O nacionalismo mágico de Gustavo Petro
Em sua disputa com Trump, o presidente colombiano se compara a personagem de García Márquez
Donald Trump começou a fustigar a Colômbia e seu presidente, Gustavo Preto, logo depois de invadir a Venezuela e sequestrar Nicolás Maduro. Afirmou que o país era governado por um “homem doente, que gosta de produzir cocaína e vendê-la aos Estados Unidos – e não vai continuar fazendo isso por muito tempo”. Disse também que uma intervenção militar no país “soava bem”. Desafiando o presidente americano, Gustavo Petro afirmou que estava disposto a “pegar em armas” e convocou o povo colombiano para ir às ruas em defesa do seu país.

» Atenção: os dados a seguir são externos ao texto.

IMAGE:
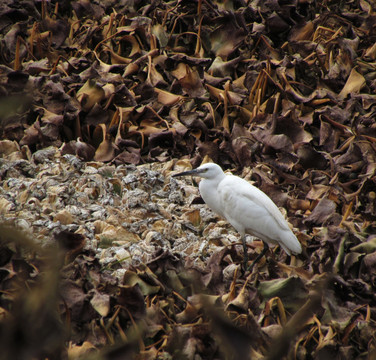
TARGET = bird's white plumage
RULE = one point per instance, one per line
(246, 208)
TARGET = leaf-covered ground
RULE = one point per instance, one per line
(105, 256)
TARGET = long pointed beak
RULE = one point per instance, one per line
(190, 172)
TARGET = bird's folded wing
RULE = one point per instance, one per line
(247, 198)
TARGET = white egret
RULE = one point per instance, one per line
(246, 208)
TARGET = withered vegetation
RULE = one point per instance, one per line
(101, 100)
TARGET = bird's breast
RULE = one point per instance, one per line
(209, 193)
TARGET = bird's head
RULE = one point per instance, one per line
(206, 171)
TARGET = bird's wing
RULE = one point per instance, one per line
(241, 198)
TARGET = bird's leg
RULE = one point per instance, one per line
(262, 253)
(245, 251)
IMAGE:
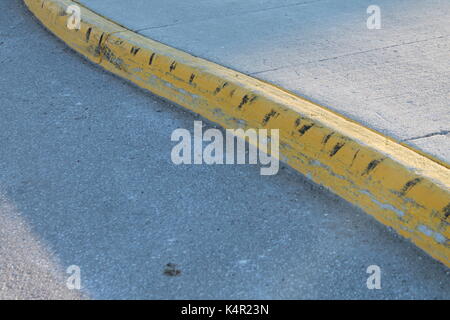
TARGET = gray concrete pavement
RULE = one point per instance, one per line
(395, 80)
(86, 179)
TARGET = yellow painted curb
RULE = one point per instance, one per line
(398, 186)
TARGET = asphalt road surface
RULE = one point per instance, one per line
(86, 179)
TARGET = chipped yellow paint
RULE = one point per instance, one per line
(403, 189)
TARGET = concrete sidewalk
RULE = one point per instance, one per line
(86, 179)
(394, 80)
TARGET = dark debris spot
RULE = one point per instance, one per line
(409, 185)
(371, 166)
(305, 128)
(171, 270)
(327, 137)
(338, 146)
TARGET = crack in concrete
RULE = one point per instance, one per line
(351, 54)
(438, 133)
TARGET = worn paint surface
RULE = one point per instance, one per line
(398, 186)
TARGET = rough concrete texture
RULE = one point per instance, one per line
(86, 179)
(395, 80)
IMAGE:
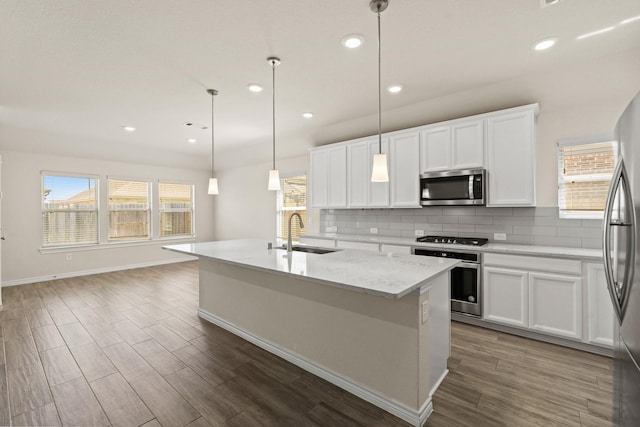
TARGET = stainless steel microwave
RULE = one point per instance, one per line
(453, 188)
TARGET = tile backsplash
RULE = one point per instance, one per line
(532, 226)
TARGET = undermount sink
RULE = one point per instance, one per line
(309, 249)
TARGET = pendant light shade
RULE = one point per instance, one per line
(274, 175)
(213, 182)
(380, 170)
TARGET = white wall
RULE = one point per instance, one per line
(245, 208)
(22, 260)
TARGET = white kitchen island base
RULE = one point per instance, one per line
(376, 347)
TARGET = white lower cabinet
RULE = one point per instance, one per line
(519, 292)
(506, 296)
(555, 304)
(599, 308)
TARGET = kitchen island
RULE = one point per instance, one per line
(375, 324)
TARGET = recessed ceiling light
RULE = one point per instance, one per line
(352, 41)
(595, 33)
(627, 21)
(545, 44)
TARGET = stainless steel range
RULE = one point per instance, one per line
(466, 279)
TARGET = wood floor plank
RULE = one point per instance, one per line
(160, 359)
(92, 361)
(166, 404)
(128, 362)
(20, 352)
(46, 415)
(121, 404)
(167, 338)
(28, 388)
(77, 405)
(59, 365)
(214, 406)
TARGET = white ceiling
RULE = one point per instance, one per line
(73, 72)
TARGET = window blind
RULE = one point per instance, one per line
(176, 209)
(69, 210)
(584, 174)
(129, 210)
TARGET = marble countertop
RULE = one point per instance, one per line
(383, 274)
(506, 248)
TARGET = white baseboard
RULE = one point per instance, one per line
(413, 417)
(96, 271)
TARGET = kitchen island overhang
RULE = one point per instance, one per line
(375, 324)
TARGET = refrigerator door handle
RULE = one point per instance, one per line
(619, 292)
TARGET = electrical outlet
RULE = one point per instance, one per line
(425, 311)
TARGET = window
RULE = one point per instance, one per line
(176, 209)
(291, 199)
(69, 210)
(129, 210)
(584, 173)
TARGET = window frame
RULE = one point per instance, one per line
(149, 210)
(97, 210)
(280, 209)
(569, 142)
(193, 210)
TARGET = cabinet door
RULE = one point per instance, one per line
(435, 149)
(357, 174)
(319, 183)
(378, 196)
(555, 304)
(467, 145)
(505, 296)
(404, 162)
(337, 177)
(511, 159)
(601, 319)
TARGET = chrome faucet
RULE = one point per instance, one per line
(289, 247)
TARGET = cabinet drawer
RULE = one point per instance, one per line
(555, 265)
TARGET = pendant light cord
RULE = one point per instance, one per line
(379, 90)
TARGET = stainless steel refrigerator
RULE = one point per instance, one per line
(622, 266)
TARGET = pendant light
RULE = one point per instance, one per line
(380, 171)
(274, 175)
(213, 182)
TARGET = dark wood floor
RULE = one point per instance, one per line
(127, 348)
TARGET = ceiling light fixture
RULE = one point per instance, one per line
(545, 44)
(352, 41)
(380, 170)
(595, 33)
(274, 175)
(213, 182)
(630, 20)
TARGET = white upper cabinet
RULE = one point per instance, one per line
(361, 192)
(511, 157)
(404, 165)
(450, 147)
(329, 177)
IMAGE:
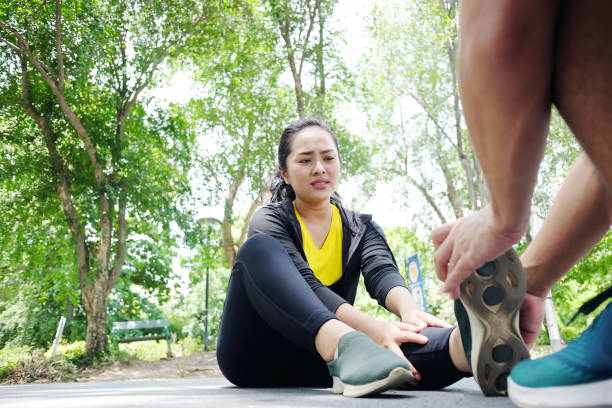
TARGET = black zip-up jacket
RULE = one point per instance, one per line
(364, 247)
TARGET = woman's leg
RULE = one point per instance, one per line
(270, 320)
(434, 359)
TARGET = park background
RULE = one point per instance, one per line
(137, 138)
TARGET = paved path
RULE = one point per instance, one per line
(214, 392)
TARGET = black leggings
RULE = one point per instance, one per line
(271, 317)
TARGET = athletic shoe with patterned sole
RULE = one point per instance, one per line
(361, 367)
(487, 314)
(580, 375)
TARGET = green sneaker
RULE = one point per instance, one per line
(362, 367)
(580, 375)
(487, 314)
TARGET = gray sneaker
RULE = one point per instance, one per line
(487, 314)
(361, 367)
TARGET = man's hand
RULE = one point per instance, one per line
(466, 244)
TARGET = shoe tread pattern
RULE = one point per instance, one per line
(494, 294)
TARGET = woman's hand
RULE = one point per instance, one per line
(391, 335)
(420, 320)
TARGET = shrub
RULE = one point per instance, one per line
(10, 357)
(72, 352)
(38, 368)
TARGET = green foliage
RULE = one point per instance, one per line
(72, 352)
(587, 279)
(10, 357)
(37, 367)
(404, 243)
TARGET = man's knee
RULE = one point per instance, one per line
(505, 32)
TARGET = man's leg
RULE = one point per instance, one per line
(579, 217)
(582, 87)
(581, 374)
(505, 71)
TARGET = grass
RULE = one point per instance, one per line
(21, 364)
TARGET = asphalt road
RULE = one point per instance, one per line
(214, 392)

É uma disputa antiga. Petro foi o primeiro líder da região a polarizar com Trump. Em janeiro de 2025, quando iniciou sua caça a imigrantes, o presidente americano despachou dois aviões com destino à Colômbia, com centenas de imigrantes ilegais que chamava de criminosos. Mas a entrada dos aviões em Bogotá foi barrada por Petro, que disse que os cidadãos de seu país estavam sendo tratados como delinquentes e que os Estados Unidos não respeitavam protocolos internacionais. Por fim, ele autorizou a entrada dos aviões, mas o confronto entre os dois presidentes continuou nas redes sociais.
Trump chamou Petro de presidente impopular e listou as retaliações que promoveria: tarifas sobre produtos colombianos, revogação de vistos de membros do governo, do presidente e seus familiares, além de sanções alfandegárias e em transações financeiras. Em resposta, Petro postou um texto nacionalista com um quê de Realismo Mágico, relata Roberto Andrés, na edição deste mês da piauí.
O presidente colombiano, em resposta à ameaça de cassar seu visto, disse que acha entediante viajar aos Estados Unidos. Evocou Salvador Allende, ex-presidente do Chile deposto por um golpe militar com apoio do governo americano, para assegurar que resistiria a um golpe articulado por Trump. Também fantasiou seu próprio assassinato: “Me matarás, mas eu sobreviverei no meu povo, que é anterior ao seu, nas Américas.” E, num ato de nacionalismo mágico, evocou uma figura mítica da literatura: nas palavras de Petro, a Colômbia é também a terra “dos coronéis Aurelianos Buendía, dos quais eu sou um deles, talvez o último”. Aureliano Buendía é o protagonista de Cem anos de solidão, clássico do escritor colombiano Gabriel García Márquez.
Ao polarizar com Trump, o presidente colombiano acendeu o orgulho nacional e se aproximou de setores de centro avessos ao imperialismo. Com isso, isolou a extrema direita, cuja referência é o presidente dos Estados Unidos. Parece fazer parte do cálculo de Petro a percepção de que o custo de uma intervenção na Colômbia seria alto para Trump, ainda mais que o modelo experimentado na Venezuela, de demonstrar força sem precisar entrar numa guerra, ainda não foi provado.
Além disso, o governo de Petro se encerra em poucos meses. Caso queira mesmo intervir na Colômbia, faz mais sentido para Trump esperar as eleições presidenciais de maio. As pesquisas mais recentes indicam que os favoritos no pleito são Iván Cepeda, candidato da esquerda, com histórico político consistente, mas pouca força nas redes sociais, e Abelardo de la Espriella, da extrema direita, homem de poucos escrúpulos, mas com muita capacidade de pautar o debate no mundo digital.